Jersey Girl wrote:I'm hopefully going to give you the type of answer that you aren't going to get from Markk. Like ever.
No. I wouldn't agree. What you seem to be missing here is that while creationists might observe and accept scientific method, they simply compartmentalize their religious belief and keep it separate and apart from science.
Some mostly do. I agree.
Jersey Girl wrote:When you use the word creationist to label a group of people, I think you're oversimplying their belief in order to make a point for the sake of engaging in slam dunk argument and I tend to think that's an error.
I think you are using the term creationist to describe people who believe in a 6,000 year Earth and a literal wooden view of the Genesis account(s). There are two creation accounts in Genesis and if memory serves (I haven't looked it over in years) the two accounts are written to draw out different aspects of creation.
Jersey Girl wrote:Am I a creationist? I am in the sense that I believe that a supernatural force or entity created the Earth/Universe configuration? Yes, I do. Whether or not that supernatural force involves the singularity/Big Bang explanations or other and newer theories regarding natural occurrences and THAT is the supernatural force or there is an actual supernatural being involved I can't fully say.
What do I think about the overall Genesis account? I think the Genesis account of creation is ancient tribal lore. That is to say, I think it's an expression of the ancients understanding of how the Earth/Universe came into being just like I think the Flood account comes from the same understanding.
Do I think the Earth was created in 6 literal days? I have no idea. Do I think the ancients understood what thousands or millions or billions of years were? No. I tend to think they used the sun/moon day/night cycle they were familiar with to explain the timing of the creation of the Earth/Universe.
It wasn’t created in six days, six thousand years ago. To believe this one has to disregard almost every discipline in science. Not only must biology be wrong, so must geology. And chemistry. And physics. And astronomy. And paleontology. The humanities and arts are distained, too, because they can’t be correct with a 6,000 year-old earth. History and archeology have to be rewritten in ways that aren’t rational.
Science deniers such as Creationists often brush aside the science on climate change, vaccinations, sexuality and race. This has enormous public policy implications.
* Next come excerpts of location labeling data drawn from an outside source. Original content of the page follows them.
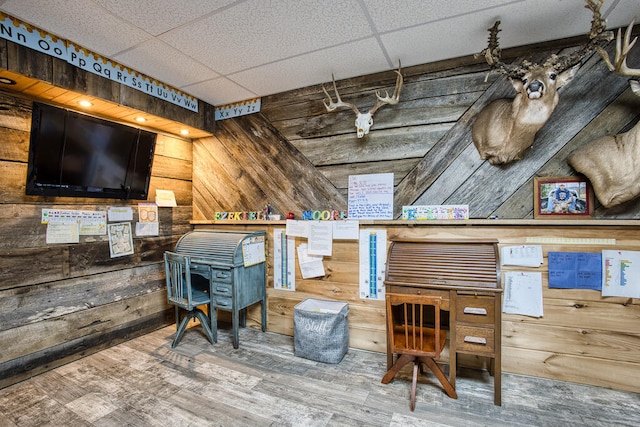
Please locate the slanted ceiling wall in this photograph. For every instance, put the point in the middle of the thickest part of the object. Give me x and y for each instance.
(296, 156)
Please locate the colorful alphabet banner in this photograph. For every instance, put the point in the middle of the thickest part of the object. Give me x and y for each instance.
(26, 35)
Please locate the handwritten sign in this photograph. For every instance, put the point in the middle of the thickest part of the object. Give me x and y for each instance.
(371, 196)
(575, 270)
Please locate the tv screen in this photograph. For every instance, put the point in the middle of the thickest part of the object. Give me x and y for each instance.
(73, 154)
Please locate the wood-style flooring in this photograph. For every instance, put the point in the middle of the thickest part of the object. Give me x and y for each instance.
(143, 382)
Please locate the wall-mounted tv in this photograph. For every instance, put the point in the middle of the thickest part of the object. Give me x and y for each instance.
(73, 154)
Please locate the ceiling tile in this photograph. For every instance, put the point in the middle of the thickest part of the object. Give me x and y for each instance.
(258, 32)
(219, 91)
(159, 16)
(80, 21)
(409, 13)
(315, 68)
(164, 63)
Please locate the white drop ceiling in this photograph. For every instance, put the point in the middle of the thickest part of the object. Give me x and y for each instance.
(225, 51)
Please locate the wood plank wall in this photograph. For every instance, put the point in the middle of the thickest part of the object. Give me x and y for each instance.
(296, 156)
(60, 302)
(582, 337)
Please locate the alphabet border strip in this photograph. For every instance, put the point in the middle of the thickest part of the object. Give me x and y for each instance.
(14, 30)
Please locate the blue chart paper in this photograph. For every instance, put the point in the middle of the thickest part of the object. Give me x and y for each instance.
(575, 270)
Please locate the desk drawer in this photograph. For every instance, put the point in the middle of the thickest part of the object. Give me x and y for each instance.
(222, 302)
(222, 289)
(221, 276)
(471, 339)
(476, 309)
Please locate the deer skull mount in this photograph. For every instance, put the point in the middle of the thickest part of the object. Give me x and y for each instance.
(505, 128)
(364, 121)
(612, 163)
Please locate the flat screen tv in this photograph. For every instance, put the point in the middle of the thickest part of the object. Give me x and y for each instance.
(75, 155)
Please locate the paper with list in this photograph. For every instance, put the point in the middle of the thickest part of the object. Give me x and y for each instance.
(523, 293)
(522, 255)
(371, 196)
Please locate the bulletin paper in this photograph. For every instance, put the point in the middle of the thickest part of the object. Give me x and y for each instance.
(371, 196)
(621, 273)
(373, 261)
(284, 261)
(523, 293)
(575, 270)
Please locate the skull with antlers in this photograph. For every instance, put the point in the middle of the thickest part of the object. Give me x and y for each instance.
(364, 121)
(612, 163)
(505, 128)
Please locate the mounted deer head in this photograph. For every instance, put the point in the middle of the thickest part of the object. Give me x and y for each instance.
(505, 128)
(612, 163)
(364, 121)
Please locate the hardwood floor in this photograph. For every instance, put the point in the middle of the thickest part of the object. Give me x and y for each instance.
(143, 382)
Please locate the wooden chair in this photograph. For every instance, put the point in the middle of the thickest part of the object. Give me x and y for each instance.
(412, 340)
(183, 296)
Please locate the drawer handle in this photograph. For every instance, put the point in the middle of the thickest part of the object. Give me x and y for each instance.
(475, 310)
(475, 340)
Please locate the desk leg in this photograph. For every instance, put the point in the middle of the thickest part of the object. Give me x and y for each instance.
(264, 313)
(213, 313)
(453, 356)
(213, 316)
(235, 326)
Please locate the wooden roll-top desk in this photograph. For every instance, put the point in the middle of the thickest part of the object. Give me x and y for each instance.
(466, 274)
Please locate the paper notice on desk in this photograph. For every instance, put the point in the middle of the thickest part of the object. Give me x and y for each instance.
(166, 198)
(61, 232)
(523, 293)
(310, 265)
(522, 255)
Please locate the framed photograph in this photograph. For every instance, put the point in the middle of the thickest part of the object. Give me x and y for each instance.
(562, 197)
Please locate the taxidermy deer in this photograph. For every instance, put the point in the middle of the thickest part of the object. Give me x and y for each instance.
(612, 163)
(505, 128)
(364, 121)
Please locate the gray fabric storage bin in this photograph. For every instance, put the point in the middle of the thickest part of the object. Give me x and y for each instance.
(320, 330)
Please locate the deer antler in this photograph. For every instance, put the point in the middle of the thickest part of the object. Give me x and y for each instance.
(622, 50)
(339, 103)
(492, 54)
(393, 100)
(597, 34)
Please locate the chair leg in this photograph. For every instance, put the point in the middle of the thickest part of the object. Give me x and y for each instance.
(414, 384)
(402, 360)
(448, 388)
(204, 322)
(213, 317)
(181, 328)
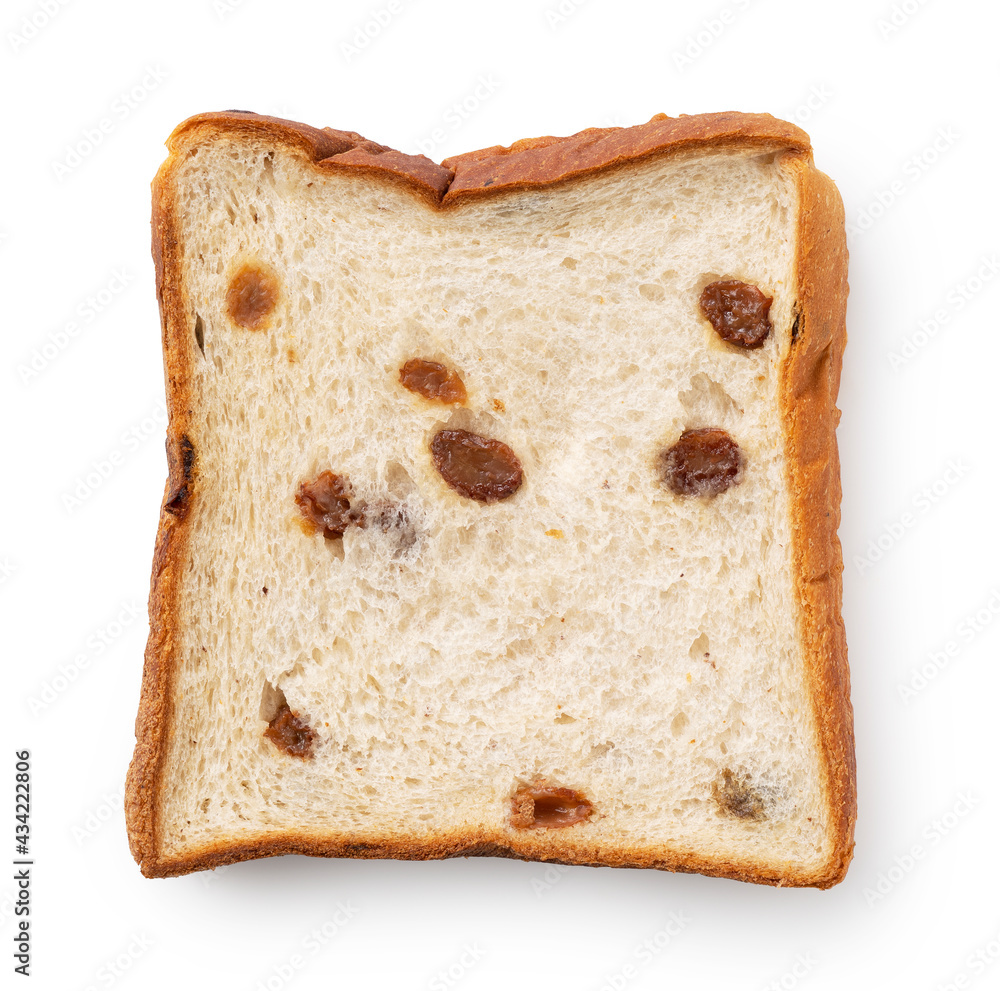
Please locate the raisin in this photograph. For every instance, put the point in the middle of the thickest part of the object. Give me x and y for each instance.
(476, 467)
(736, 798)
(738, 312)
(289, 733)
(545, 807)
(252, 296)
(326, 505)
(703, 462)
(433, 381)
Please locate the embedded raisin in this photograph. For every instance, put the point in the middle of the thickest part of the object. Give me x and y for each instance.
(325, 503)
(289, 733)
(738, 312)
(432, 381)
(252, 296)
(736, 798)
(545, 807)
(476, 467)
(703, 462)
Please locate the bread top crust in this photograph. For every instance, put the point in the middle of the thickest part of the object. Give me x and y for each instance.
(808, 397)
(528, 163)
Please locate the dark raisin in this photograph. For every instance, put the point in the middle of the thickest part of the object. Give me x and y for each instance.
(325, 503)
(703, 462)
(736, 798)
(251, 297)
(738, 312)
(432, 381)
(476, 467)
(289, 733)
(545, 807)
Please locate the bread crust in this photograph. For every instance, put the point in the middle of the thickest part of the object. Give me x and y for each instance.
(810, 379)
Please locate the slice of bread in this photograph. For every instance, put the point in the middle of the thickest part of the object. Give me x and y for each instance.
(502, 511)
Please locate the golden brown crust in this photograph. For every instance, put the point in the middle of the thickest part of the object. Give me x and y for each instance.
(538, 162)
(153, 720)
(811, 377)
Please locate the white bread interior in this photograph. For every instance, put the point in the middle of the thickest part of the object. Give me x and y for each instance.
(636, 658)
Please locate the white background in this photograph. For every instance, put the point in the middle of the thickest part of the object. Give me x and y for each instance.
(902, 116)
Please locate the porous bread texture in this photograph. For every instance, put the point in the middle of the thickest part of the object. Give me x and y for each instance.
(594, 631)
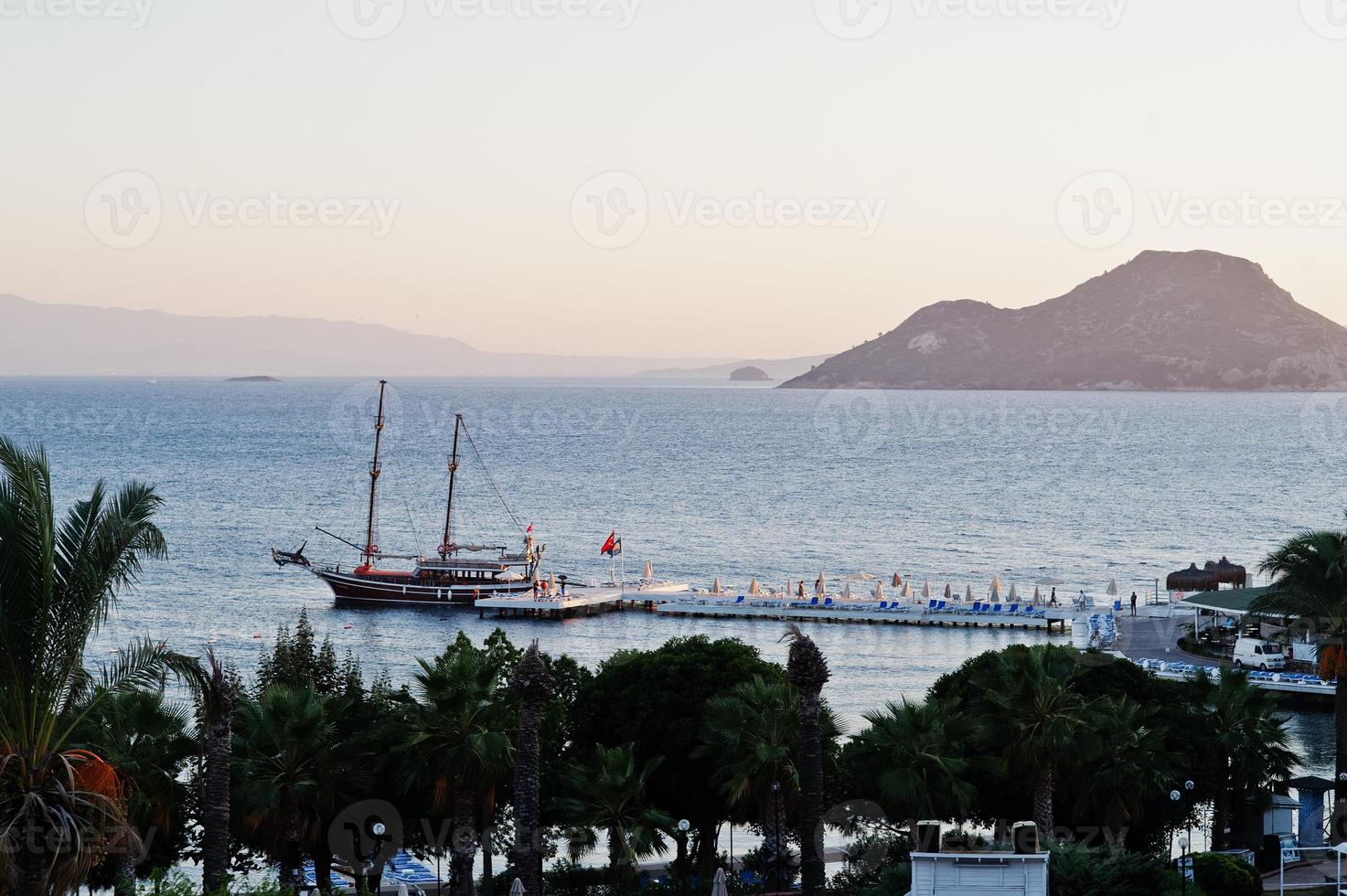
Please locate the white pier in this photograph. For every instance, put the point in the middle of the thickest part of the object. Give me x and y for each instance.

The selective reading of science that Creationists have to perform creates conditions whereby many think that any science can be read for any outcome one desires. Social Science research is one of the most frequent casualties. Psychology and sociology are repeatedly misinterpreted to fit an agenda. (See for example, views on gay rights or sexulaity.) It happens all the time on this board. A few months ago, in a discussion of gun violence, Markk dismissed the research correlating gun deaths with lax gun laws, saying that you can find a study that proves anything you want.
And yes, I know not all Evangelicals believe the same. One of my oldest and closest friends is an Evangelical who embraces science. By and large, however, Creationists do not.
Jersey Girl wrote:So, no. I don't think it's a waste of time to have a conversation about science with a creationist. While I myself leave room open to consider that the Genesis account may indeed be true, I don't spend time dwelling on it and it doesn't cancel out my respect for science. I can't tell you how the Universe was created but I can sure enough pick a certain medication (for example) that has a black box cancer warning on the label for a cancer side effect and explain to you why, if you are considering using that medication, it doesn't matter at all because I have studied the clinical trials and outcomes and understand why/how the cancer warning came about, and how the medication works and in what cases a person should consider using it.
Jersey Girl wrote:We all use and appreciate science and technology. I am certain that Markk uses both in his work and personal life like the rest of us do. If he believes in a literal 6 day creation and a 6k old Earth, that's because he separates his religious thinking from his thinking about science in daily life.
The Bible wasn't written to explain or teach science. Let's not forget that in our discussion.
I kind of disagree. That we appreciate the some of the results of science doesn’t mean we appreciate or understand the science, itself.
I agree that the Bible wasn't written to explain or teach science. It’s also not without error. I wish people would stop thinking that it might have been either.